Monday, February 07, 2005

Bush Budget Slashes Spending

It's a lot like your bank's president embezzling your account, partying with his rich friends, and then calling in your loan while threatening to reposses your car.
“President Bush sent Congress a 2006 budget of just under $2.6 trillion today, laying out a politically ambitious blueprint for slashing many domestic programs while raising spending on the military and homeland security.

The president said his budget would further his goal of cutting the federal deficit in half, as a percentage of the gross domestic product, by 2009, while promoting prosperity and entrepreneurial principles. He said that it would do that while continuing to strengthen the military so that it could win "the global war on terror" and spread freedom around the world.

The president has already vowed to cut or eliminate entirely about 150 nonmilitary programs, including 48 in the Department of Education, that he says have become ineffective. The White House has estimated that this trimming and consolidation can save $20 billion a year.

But some politically popular programs are intact. For example, Head Start, the program for poor children that was begun under President Lyndon B. Johnson's "Great Society" vision, is to receive $6.9 billion, about the same as in the current budget.

Mr. Bush's spending plan, which has already sparked opposition on Capitol Hill as details have leaked out, is certain to be furiously debated in the months ahead, and not just on strict party lines.

The Senate minority leader, Senator Harry Reid, Democrat of Nevada,quickly issued a statement calling Mr. Bush's package "the most irresponsible and misleading budget in our nation's history."

The House minority leader, Representative Nancy Pelosi, Democrat of California, told The Associated Press that she thought Mr. Bush's blueprint was "a hoax on the American people."

Senator Charles E. Schumer of New York declared the president's plan "the worst budget for New York that I've seen in my 26 years in the Congress." Mr. Schumer, who sits on the Senate Banking, Housing and Urban Affairs Committee, added that the president's budget "breaks promises to New Yorkers and to the entire country."

Complaining that veterans, the elderly, children, students and sick people would be short-changed, Mr. Schumer said, "It is now up to the Congress to make sure that ideological cuts to critical programs survive this budget meat ax."

The budget does not provide for money to finance military operations in Iraq and Afghanistan, which are covered by separate legislation. The White House has signaled that it will soon ask Congress for $75 billion to $80 billion more in the current fiscal year for those operations, and in all probability a similar, or larger, sum will be requested once the 2006 fiscal year is under way.”

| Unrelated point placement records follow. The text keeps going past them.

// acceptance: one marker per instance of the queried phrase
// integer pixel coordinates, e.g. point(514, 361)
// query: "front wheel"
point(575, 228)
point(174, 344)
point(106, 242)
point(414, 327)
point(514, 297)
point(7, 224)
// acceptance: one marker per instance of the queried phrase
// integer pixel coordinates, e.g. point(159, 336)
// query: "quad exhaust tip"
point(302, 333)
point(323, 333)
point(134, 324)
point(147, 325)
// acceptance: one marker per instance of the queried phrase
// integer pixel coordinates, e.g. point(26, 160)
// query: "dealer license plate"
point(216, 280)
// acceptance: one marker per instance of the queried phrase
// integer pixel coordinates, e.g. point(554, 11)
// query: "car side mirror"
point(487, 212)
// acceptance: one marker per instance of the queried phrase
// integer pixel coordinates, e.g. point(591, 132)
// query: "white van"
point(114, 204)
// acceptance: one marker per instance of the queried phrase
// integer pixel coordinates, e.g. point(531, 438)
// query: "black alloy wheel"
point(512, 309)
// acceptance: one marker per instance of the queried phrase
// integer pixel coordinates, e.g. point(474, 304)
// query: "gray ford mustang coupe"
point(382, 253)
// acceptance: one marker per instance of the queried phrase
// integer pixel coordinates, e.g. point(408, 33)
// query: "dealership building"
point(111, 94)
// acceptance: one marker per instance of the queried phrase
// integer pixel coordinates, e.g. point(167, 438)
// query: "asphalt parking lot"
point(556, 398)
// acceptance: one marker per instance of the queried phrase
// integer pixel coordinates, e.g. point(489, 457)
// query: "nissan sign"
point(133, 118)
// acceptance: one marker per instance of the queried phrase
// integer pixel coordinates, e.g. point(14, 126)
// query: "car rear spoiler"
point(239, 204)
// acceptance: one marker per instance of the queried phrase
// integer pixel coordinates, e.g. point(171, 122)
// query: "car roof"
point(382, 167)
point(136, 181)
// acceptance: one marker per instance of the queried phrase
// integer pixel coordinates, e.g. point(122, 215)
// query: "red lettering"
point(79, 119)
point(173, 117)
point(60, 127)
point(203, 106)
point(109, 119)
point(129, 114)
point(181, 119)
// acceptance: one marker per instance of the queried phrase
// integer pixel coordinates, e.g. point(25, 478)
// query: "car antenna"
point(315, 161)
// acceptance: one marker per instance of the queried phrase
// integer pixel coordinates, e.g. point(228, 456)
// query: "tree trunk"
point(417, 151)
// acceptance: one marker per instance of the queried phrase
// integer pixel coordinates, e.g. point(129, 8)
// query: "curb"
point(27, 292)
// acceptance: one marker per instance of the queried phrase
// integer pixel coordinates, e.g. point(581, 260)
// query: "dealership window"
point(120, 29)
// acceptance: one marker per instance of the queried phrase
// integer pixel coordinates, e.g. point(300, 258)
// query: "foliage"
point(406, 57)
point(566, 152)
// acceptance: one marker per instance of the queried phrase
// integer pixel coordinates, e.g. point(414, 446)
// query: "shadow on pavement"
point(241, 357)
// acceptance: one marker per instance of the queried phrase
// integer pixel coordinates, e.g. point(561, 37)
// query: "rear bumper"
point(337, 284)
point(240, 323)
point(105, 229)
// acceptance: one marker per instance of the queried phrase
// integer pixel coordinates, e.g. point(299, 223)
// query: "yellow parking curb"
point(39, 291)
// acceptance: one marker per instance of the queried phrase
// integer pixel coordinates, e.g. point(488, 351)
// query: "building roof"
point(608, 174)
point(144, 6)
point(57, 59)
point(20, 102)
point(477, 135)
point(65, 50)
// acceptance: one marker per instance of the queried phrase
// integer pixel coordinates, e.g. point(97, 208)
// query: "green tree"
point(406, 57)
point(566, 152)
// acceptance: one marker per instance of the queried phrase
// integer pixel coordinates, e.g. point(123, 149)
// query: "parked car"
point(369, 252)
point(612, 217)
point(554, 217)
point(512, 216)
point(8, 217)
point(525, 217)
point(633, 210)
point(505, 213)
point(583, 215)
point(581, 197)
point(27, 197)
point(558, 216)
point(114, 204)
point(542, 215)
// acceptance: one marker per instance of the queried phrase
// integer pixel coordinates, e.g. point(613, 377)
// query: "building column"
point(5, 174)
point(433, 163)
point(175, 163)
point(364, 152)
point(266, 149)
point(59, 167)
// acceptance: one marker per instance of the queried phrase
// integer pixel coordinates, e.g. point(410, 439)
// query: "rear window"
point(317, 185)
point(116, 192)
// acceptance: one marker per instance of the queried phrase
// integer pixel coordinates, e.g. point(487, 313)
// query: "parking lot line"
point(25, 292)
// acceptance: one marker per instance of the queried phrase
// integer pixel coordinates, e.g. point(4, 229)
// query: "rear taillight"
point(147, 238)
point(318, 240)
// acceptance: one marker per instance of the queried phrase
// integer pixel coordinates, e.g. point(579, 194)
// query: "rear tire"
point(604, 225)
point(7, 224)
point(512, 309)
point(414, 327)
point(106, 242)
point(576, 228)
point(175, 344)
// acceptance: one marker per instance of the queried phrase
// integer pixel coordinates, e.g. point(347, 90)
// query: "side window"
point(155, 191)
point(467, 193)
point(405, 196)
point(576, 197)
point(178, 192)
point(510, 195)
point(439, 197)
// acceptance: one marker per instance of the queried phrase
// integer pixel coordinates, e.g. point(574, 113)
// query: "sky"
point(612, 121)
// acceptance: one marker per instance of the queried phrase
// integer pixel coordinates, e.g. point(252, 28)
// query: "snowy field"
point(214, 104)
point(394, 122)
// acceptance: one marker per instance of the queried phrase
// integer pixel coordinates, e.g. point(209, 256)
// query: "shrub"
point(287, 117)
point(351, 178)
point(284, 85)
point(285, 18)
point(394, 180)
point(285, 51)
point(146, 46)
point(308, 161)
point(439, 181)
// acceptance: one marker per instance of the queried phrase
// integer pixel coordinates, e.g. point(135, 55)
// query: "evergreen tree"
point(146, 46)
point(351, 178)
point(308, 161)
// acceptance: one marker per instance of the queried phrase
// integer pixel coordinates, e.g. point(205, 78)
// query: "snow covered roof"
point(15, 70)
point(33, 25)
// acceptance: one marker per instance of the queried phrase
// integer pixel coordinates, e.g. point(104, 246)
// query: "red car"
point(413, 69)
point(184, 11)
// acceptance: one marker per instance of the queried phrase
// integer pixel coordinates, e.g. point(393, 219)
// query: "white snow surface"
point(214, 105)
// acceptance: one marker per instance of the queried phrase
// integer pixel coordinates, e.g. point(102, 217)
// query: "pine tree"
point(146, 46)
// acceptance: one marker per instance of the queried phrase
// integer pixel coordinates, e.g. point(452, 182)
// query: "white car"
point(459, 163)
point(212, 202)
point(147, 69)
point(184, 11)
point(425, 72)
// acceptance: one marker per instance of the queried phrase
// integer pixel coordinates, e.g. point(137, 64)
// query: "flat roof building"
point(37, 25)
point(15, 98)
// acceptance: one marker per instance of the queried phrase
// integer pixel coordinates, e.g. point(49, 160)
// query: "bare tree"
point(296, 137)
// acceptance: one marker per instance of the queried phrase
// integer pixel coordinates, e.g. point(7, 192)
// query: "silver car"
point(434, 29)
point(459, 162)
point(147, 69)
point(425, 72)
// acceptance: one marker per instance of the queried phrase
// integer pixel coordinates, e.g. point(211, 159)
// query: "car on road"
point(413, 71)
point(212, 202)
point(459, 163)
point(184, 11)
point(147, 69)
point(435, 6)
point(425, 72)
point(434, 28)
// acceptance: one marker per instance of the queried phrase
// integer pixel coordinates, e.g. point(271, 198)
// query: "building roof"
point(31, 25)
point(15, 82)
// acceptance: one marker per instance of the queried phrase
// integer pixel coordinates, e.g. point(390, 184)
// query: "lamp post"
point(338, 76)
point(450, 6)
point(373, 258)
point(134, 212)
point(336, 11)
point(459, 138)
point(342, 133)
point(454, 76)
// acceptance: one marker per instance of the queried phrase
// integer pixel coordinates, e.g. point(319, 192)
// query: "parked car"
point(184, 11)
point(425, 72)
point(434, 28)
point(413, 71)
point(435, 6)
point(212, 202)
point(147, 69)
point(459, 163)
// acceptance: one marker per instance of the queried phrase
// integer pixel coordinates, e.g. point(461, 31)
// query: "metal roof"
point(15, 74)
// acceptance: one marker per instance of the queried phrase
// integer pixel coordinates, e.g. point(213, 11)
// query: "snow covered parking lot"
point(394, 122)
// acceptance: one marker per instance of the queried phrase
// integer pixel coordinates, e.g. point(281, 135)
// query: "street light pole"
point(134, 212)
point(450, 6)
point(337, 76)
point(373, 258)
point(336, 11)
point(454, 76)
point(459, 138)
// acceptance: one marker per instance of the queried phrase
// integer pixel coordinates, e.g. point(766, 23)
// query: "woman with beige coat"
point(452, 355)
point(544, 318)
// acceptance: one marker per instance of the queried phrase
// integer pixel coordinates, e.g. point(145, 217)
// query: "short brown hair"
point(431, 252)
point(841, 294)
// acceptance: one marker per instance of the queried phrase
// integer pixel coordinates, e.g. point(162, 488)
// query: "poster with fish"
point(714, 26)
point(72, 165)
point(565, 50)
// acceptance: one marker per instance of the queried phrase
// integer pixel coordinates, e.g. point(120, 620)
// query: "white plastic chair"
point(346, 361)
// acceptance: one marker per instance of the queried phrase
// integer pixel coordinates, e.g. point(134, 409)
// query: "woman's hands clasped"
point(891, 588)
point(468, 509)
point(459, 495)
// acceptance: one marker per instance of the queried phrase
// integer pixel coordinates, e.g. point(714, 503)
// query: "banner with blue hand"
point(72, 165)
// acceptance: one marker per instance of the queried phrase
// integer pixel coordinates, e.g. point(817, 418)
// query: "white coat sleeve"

Budget of the United States Government: Browse Fiscal Year 2006
Bush Budget Raises Drug Prices for Many Veterans

The budget does not include a separate financial and political issue of enormous importance that Mr. Bush will be negotiating with Congress: his plan to revamp Social Security, chiefly by allowing younger workers to set up private accounts within the retirement system.

If the past is any guide, the final budget for the fiscal year that begins on Oct. 1 will look much different from the one the president sketched today. But the annual midwinter budget presentation to Congress is important politically, as the White House lays out its goals, and 535 members of the House and Senate counter with theirs.

Mr. Bush did not back off his oft-stated position that the "temporary" tax cuts enacted over the past several years should be made permanent as their expiration dates come up over the next several years. In fact, his proposed budget assumes that the tax cuts will remain in effect, and that inflation will continue at its moderate pace.


http://www.nytimes.com/2005/02/07/politics/07cnd-budg.html?
ei=5094&en=964d75a091021678&ex=1107838800&pagewanted=all&position=

1 comment:

  1. Spearing the Beast“Bush isn't trying to reform Social Security. He isn't even trying to "partially privatize" it. His plan is, in essence, to dismantle the program, replacing it with a system that may be social but doesn't provide security. And the goal, as with his tax cuts, is to undermine the legacy of Franklin Roosevelt.

    …for Americans who entered the work force after the plan went into effect and who chose to open private accounts, guaranteed benefits - income you receive after retirement even if everything else goes wrong - would be nearly eliminated.

    Here's how it would work. First, workers with private accounts would be subject to a "clawback": in effect, they would have to mortgage their future benefits in order to put money into their accounts.

    Second, since private accounts would do nothing to improve Social Security's finances - something the administration has finally admitted - there would be large benefit cuts in addition to the clawback.

    Jason Furman of the Center on Budget and Policy Priorities estimates that the guaranteed benefits left to an average worker born in 1990, after the clawback and the additional cuts, would be only 8 percent of that worker's prior earnings, compared with 35 percent today. This means that under Mr. Bush's plan, workers with private accounts that fared poorly would find themselves destitute.”